8afc4b5a-e433-46c9-8290-4f541a7f8f16_17_15_16,8afc4b5a-e433-46c9-8290-4f541a7f8f16_17_13_13,8afc4b5a-e433-46c9-8290-4f541a7f8f16,17,,0.997,"{Or,some,folks,prefer,Rose,Lake,"","",Mich.,"","",including,Sharon,Kellermeier,"","",Dave,and,Ellen,Nowak,"","",and,Brent,and,Pam,Cousino,.}",Ellen Nowak,15,16,Dave,13,13,"{INV_NER_SEQ_[O],INV_NGRAM_1_[and],INV_POS_SEQ_[CC],INV_WORD_SEQ_[and],INV_LEMMA_SEQ_[and],IS_INVERTED,INV_STARTS_WITH_CAPITAL_[True_True],""INV_W_LEMMA_L_1_R_1_[,]_[,]"",INV_W_NER_L_1_R_1_[O]_[O],INV_LENGTHS_[2_0],""INV_W_NER_L_1_R_3_[O]_[O O O]"",""INV_W_NER_L_2_R_1_[PERSON O]_[O]"",""INV_W_NER_L_2_R_3_[PERSON O]_[O O O]"",""INV_BETW_L_[conj_and conj_and]"",""INV_W_NER_L_3_R_1_[PERSON PERSON O]_[O]"",""INV_W_NER_L_3_R_3_[PERSON PERSON O]_[O O O]"",""INV_W_LEMMA_L_1_R_2_[,]_[, and]"",""INV_W_NER_L_2_R_2_[PERSON O]_[O O]"",""INV_W_NER_L_1_R_2_[O]_[O O]"",""INV_W_NER_L_3_R_2_[PERSON PERSON O]_[O O]"",""INV_W_LEMMA_L_3_R_1_[Sharon Kellermeier ,]_[,]"",""INV_BETW_D_[conj_and Kellermeier conj_and]"",""INV_W_LEMMA_L_2_R_2_[Kellermeier ,]_[, and]"",""INV_W_LEMMA_L_3_R_3_[Sharon Kellermeier ,]_[, and Brent]"",""INV_W_LEMMA_L_3_R_2_[Sharon Kellermeier ,]_[, and]"",""INV_W_LEMMA_L_2_R_3_[Kellermeier ,]_[, and Brent]"",""INV_BETW_[conj_and Kellermeier conj_and]"",""INV_W_LEMMA_L_2_R_1_[Kellermeier ,]_[,]"",""INV_W_LEMMA_L_1_R_3_[,]_[, and Brent]""}","{2.94252,-2.52698,2.01443,1.98219,1.98219,-1.41634,-0.949953,0.620401,-0.282554,-0.260218,0.240517,-0.20124,-0.182793,0.121314,-0.117852,-0.0994847,0.0461265,-0.044868,-0.0407692,-0.0034324,0,0,0,0,0,0,0,0,0}"
[...]

2.2. Modify template to render features

Now, we can use the following Mindtagger template to enumerate the extra feature information.

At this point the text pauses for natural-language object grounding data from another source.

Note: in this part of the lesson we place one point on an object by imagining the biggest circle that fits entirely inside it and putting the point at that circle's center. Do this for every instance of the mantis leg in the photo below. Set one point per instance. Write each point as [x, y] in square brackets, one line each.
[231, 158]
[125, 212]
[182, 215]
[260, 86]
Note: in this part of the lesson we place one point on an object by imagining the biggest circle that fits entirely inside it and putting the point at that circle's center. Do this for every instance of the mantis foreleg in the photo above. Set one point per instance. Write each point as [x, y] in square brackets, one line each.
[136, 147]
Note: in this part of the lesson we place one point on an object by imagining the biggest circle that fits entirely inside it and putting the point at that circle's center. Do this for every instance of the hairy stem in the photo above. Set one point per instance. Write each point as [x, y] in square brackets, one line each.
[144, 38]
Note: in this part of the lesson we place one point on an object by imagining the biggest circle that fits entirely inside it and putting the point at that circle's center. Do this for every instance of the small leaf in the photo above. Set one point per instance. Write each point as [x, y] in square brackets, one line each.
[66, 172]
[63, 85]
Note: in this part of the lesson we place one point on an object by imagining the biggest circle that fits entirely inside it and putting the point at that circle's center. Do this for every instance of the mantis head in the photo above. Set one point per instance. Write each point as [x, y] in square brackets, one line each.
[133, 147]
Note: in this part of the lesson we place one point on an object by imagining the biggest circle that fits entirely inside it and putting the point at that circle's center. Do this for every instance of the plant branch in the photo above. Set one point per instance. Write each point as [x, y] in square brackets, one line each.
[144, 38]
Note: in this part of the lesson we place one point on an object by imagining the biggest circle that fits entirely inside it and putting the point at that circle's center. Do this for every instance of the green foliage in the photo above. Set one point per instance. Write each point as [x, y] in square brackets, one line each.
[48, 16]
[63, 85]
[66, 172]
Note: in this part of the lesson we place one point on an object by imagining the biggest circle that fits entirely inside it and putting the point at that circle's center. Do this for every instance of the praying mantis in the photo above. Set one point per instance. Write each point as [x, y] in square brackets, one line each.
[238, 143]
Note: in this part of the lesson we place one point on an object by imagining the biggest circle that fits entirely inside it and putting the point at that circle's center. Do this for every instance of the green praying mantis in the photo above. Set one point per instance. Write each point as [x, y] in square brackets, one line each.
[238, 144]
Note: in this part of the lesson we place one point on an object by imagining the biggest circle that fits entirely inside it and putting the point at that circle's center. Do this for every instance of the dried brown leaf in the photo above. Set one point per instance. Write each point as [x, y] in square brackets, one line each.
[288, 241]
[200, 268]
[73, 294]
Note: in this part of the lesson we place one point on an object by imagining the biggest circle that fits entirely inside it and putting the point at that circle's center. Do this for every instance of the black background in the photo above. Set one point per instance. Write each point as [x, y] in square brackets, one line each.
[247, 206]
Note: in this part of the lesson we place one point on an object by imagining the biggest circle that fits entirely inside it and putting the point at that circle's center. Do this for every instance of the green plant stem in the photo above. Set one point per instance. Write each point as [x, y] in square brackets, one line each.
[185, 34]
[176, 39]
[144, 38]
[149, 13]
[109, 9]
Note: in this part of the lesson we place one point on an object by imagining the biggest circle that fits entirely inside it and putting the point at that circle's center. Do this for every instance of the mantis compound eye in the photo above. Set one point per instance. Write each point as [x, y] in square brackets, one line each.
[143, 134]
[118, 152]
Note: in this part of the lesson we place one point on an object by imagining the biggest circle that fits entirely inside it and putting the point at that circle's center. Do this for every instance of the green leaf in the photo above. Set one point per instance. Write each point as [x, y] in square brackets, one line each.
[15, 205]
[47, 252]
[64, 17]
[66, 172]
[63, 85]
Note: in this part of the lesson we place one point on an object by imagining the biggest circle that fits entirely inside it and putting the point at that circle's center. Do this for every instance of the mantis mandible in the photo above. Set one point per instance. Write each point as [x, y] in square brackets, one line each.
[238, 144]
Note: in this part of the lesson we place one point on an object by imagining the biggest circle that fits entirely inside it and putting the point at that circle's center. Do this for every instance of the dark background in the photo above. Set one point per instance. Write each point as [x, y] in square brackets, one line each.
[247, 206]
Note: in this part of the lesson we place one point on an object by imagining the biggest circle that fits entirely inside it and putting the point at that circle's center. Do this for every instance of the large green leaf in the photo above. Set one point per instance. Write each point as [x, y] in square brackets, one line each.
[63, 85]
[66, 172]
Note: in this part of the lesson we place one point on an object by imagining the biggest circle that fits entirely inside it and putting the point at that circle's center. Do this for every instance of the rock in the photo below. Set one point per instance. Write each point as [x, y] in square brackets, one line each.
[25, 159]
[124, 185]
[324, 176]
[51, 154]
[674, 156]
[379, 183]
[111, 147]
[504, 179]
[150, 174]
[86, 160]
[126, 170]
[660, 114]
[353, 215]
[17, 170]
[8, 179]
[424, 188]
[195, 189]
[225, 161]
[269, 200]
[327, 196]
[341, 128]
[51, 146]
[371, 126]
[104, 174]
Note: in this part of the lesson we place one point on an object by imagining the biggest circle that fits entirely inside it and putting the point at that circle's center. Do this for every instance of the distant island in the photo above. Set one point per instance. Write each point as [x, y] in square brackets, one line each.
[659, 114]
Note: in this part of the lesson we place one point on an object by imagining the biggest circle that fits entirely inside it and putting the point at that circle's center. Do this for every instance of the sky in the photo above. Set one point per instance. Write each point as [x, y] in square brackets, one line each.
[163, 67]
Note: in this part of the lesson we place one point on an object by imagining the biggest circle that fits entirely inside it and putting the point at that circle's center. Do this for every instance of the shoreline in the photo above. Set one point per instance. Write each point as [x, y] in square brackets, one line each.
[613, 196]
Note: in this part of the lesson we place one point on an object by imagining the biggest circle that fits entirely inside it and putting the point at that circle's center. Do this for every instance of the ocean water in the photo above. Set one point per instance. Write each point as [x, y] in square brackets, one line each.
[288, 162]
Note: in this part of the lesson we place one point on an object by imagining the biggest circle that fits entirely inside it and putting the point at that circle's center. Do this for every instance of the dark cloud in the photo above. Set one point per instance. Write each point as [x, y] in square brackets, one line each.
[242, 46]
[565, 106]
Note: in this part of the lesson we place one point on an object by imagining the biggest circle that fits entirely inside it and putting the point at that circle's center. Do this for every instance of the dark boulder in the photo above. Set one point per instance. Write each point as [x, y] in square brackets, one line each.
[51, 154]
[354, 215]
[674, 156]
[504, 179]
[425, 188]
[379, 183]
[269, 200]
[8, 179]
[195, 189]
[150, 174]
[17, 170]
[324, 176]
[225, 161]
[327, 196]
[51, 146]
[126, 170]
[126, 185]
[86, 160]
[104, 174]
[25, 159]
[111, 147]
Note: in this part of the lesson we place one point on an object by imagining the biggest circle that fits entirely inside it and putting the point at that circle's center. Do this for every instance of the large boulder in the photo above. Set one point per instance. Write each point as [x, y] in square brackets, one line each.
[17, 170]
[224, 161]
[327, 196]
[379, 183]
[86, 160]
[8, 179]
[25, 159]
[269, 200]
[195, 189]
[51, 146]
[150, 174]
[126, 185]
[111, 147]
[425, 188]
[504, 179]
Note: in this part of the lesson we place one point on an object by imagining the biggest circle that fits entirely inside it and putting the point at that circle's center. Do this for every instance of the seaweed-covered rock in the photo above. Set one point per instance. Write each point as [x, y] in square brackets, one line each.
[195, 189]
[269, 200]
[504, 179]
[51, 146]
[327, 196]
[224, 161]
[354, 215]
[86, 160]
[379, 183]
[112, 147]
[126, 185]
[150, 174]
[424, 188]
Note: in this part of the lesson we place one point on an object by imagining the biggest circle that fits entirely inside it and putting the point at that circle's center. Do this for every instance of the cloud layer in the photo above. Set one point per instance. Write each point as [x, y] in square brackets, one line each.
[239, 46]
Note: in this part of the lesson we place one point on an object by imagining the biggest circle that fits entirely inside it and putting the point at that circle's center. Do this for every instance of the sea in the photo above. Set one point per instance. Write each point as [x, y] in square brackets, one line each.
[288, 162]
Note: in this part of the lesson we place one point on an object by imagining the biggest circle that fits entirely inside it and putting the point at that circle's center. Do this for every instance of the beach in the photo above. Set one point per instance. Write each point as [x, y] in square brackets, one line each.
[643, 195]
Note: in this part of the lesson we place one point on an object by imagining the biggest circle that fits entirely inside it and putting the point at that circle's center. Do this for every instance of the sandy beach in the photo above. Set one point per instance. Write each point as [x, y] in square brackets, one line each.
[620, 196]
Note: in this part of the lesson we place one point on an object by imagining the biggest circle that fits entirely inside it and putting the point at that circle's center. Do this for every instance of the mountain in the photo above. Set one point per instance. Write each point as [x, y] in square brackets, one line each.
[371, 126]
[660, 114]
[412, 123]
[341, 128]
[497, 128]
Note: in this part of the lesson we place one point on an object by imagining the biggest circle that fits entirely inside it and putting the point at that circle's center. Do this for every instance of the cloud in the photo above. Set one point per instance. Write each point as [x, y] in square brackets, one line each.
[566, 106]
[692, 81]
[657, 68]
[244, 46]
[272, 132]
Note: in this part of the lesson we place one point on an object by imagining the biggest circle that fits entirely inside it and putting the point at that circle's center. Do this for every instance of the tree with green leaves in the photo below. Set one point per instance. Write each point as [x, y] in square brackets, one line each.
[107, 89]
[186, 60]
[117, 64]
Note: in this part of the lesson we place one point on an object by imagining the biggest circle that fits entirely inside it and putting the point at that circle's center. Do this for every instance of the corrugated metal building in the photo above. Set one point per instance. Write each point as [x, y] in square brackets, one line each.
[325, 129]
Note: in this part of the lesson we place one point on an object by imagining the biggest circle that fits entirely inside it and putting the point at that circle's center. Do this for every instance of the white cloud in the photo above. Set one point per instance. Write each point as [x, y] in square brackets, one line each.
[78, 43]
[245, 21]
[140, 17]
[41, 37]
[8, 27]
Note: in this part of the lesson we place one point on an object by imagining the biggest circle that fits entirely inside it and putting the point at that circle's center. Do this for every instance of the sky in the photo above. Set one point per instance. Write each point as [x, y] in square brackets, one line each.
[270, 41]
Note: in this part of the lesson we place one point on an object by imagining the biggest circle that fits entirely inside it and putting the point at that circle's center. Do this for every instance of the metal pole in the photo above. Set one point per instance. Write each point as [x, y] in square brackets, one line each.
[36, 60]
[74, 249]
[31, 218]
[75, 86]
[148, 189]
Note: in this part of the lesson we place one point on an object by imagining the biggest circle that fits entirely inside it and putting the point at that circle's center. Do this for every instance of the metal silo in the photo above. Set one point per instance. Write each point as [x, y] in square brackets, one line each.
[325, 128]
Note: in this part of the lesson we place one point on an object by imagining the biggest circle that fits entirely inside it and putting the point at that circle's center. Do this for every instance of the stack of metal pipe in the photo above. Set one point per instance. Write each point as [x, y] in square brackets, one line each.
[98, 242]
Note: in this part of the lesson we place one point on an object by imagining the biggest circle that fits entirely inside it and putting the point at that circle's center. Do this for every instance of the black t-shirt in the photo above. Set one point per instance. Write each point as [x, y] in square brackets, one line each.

<mindtagger mode="precision">

  <template for="each-item">
    <strong title="item_id: {{item.id}}">{{item.p1_text}} -- {{item.p2_text}}</strong>
    with expectation <strong>{{item.expectation | number:3}}</strong> appeared in:
    <blockquote>
        <big mindtagger-word-array="item.tokens" array-format="postgres">
            <mindtagger-highlight-words from="item.p1_start" to="item.p1_end" with-style="background-color: yellow;"/>
            <mindtagger-highlight-words from="item.p2_start" to="item.p2_end" with-style="background-color: cyan;"/>
        </big>
    </blockquote>

    <div class="row" ng-if="item.features">
      <!-- Enumerate features with weights (leveraging AngularJS a bit more)-->
      <div class="col-sm-offset-1 col-sm-10">
        <table class="table table-striped table-condensed table-hover">
          <thead><tr>
              <th class="col-sm-1">Weight</th>
              <th>Feature</th>
          </tr></thead>
          <tbody>
            <tr ng-repeat="feature in item.features | parsedArray:'postgres' track by $index">
              <td class="text-right">{{(item.weights | parsedArray:'postgres')[$index] | number:6}}</td>
              <th>{{feature}}</th>
            </tr>
          </tbody>
        </table>
      </div>
    </div>

    <div>
      <div mindtagger-item-details></div>
    </div>
  </template>

  <template for="tags">
    <span mindtagger-adhoc-tags></span>
    <span mindtagger-note-tags></span>
  </template>

</mindtagger>

2.3. Browse the predictions with features and weights

Now, the user can see all the features next to their learned weights shown below. By looking at the features through this task, the user can discover some features that work well or not as well and can come up with a more data-driven idea for improving the application's performance for the next iteration.